We took out low-key tour around the farm today. We did see antelope, zebra and giraffes, but since we'd been on real safaris, it was pretty lame. The girls were even pretty bored on the ride. Our breakfast and lunch were very Germanic and Marike ate with us, but the girls didn't even very well. Darren decided to take the thirty minute drive to the closest convenience store to make sure we had plenty of snacks to cover us between meals. We spent the afternoon around the lodge and both girls took a two-hour nap—it's so great that they're having a chance to catch up on their sleep. No matter how late they go to bed, they wake up around 6:30, so they definitely have some sleep to catch up on.

05.09.2006

Etosha:Day 3

This was a really cool day. We went to see the Himba people. What made it cool is that we got to see them and how they live in a very natural environment-not at all touristy. I'm sure that it's not going to be so pure if we come back in three to five years. The Himba people are so amazing. No running water or electricity. Each day they put plants, butterfat and ground red ochre on them for beauty, and to keep the bugs away. The women put mud in their hair and change it every three months. The women sit on a smoke pot for an hour each day to clean themselves since they don't have running water. They shave the heads of the kids to tell various stories (e.g. one braid in the center means that it's a child of a single parent in a society of arranged marriages). Cattle are really important to the Himba people and it's a reflection of their wealth. We met mostly the women and children since the older girls and boys go off to tend the cattle with the men. Even the young kids around the camp were very competent at herding the goats into the pens—it's a skill they teach them from an early age. Our girls were pretty freaked out initially and didn't want to be touched (because they were so "dirty" with the red ochre all over them), but a Himba baby (about one-year old) came up to them and broke the ice. We got to go into the chief's hut and see how they live. The chief wasn't there because he went with approximately twenty people to a funeral in the north a couple of weeks ago and apparently several of the kids caught malaria, so they're too sick to come back. The kids finally loosened up at the end of the visit when one of the kids wanted them to play "ball" with them with a round fruit. Dominique played with them and Annette watched. The Himba kids then took our kids by the hand to explore the camp. It was so cool to see our kids having fun and playing with kids in loin clothes. What an amazing experience. All the kids of the village walked us out to the car, holding the kid's hands, and they learned out to say "Goodbye" in English. We spent the afternoon by the lodge. I bought a Himba bracelet to remember the butterfat smell.

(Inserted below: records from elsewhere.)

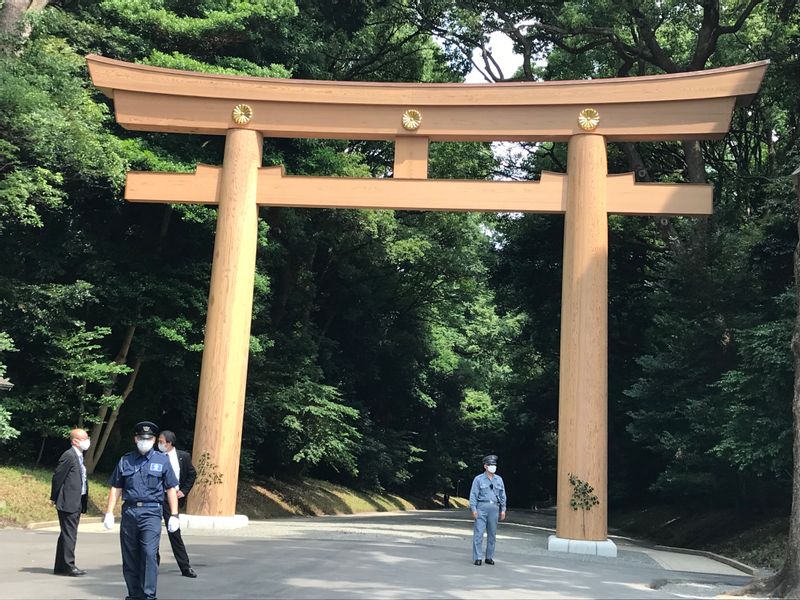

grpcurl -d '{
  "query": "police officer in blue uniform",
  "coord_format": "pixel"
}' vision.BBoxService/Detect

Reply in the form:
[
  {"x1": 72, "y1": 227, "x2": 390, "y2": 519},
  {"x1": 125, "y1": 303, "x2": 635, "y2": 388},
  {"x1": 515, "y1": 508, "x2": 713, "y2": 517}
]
[
  {"x1": 469, "y1": 454, "x2": 506, "y2": 566},
  {"x1": 103, "y1": 421, "x2": 180, "y2": 600}
]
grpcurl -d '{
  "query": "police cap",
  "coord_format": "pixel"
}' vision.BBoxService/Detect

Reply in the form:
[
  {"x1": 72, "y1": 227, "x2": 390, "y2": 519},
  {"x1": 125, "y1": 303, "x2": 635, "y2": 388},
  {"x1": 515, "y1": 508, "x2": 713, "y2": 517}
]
[{"x1": 133, "y1": 421, "x2": 158, "y2": 438}]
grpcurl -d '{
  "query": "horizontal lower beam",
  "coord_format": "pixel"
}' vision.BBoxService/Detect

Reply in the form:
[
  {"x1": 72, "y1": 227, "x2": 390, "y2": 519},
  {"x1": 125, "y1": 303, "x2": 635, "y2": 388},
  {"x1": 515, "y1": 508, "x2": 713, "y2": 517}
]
[{"x1": 125, "y1": 165, "x2": 712, "y2": 215}]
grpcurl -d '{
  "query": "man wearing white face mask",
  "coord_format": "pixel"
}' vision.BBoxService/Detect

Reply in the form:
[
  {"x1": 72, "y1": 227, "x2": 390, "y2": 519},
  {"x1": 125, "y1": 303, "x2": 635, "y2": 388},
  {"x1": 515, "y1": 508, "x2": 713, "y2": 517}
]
[
  {"x1": 469, "y1": 454, "x2": 506, "y2": 566},
  {"x1": 103, "y1": 421, "x2": 180, "y2": 600},
  {"x1": 50, "y1": 429, "x2": 90, "y2": 577}
]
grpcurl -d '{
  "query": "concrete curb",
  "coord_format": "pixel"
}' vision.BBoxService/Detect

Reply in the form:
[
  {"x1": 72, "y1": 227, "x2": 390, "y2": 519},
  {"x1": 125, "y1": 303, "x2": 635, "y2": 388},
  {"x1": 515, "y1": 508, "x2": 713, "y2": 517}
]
[
  {"x1": 530, "y1": 508, "x2": 762, "y2": 576},
  {"x1": 642, "y1": 544, "x2": 759, "y2": 575}
]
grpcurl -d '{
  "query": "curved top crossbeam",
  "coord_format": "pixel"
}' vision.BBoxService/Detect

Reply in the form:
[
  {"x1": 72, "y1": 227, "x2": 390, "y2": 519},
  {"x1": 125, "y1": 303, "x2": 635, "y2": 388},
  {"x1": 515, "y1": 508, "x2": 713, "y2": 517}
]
[{"x1": 87, "y1": 55, "x2": 768, "y2": 141}]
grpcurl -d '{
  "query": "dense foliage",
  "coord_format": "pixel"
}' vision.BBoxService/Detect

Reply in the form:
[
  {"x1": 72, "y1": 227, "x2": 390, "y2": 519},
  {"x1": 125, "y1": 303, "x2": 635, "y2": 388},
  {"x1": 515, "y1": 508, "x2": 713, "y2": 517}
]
[{"x1": 0, "y1": 0, "x2": 800, "y2": 506}]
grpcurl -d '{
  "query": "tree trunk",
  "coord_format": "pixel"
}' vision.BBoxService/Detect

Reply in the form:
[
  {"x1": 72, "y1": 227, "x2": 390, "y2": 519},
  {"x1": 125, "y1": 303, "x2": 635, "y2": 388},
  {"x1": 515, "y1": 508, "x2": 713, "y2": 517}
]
[{"x1": 84, "y1": 338, "x2": 142, "y2": 474}]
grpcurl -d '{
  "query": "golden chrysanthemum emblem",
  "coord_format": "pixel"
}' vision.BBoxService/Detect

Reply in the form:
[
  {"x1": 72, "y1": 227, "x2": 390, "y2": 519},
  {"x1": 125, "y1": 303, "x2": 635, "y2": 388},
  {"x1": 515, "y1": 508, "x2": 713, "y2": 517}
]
[
  {"x1": 403, "y1": 108, "x2": 422, "y2": 131},
  {"x1": 231, "y1": 104, "x2": 253, "y2": 125},
  {"x1": 578, "y1": 108, "x2": 600, "y2": 131}
]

Here are a few interesting facts about the Himbas:

  • They are semi-nomadic-they have different summer and winter villages.
  • They exist with very little water.
  • Men can have several wives. Marriages are arranged at birth and occur around 16-17.
  • Kids going to school are rapidly becoming westernized.
himba-mother
himba-lady
himba-smokepot
himba-horn
himba-catch

05.10.2006

Etosha to Windhoek

This was a long day. We left early because we had a five and a half hour trip to Windhoek. The drive itself was fine but we got to town around 2:00 pm and had a long afternoon. The pool was cold and pretty dirty (true for almost every pool that we've seen in South Africa and Namibia—what's that all about?), so we couldn't go in. We tried to play outside but the mosquitoes found us... I'm looking forward to fewer mosquitos in Australia (hopefully). We played inside for the rest of the afternoon, but that was really engaged playing.. I couldn't let them watch anymore TV since they'd watched it on the whole drive. We went to a beer garden for dinner. It was actually very good food but I'm happy to leaving German food. Darren and I never like staying in cities and Windhoek was not different-everything was behind bars, gates and fences. I don't understand why people want to live like this. I'm looking forward to moving on to Mauritius and seeing some familiar faces tomorrow.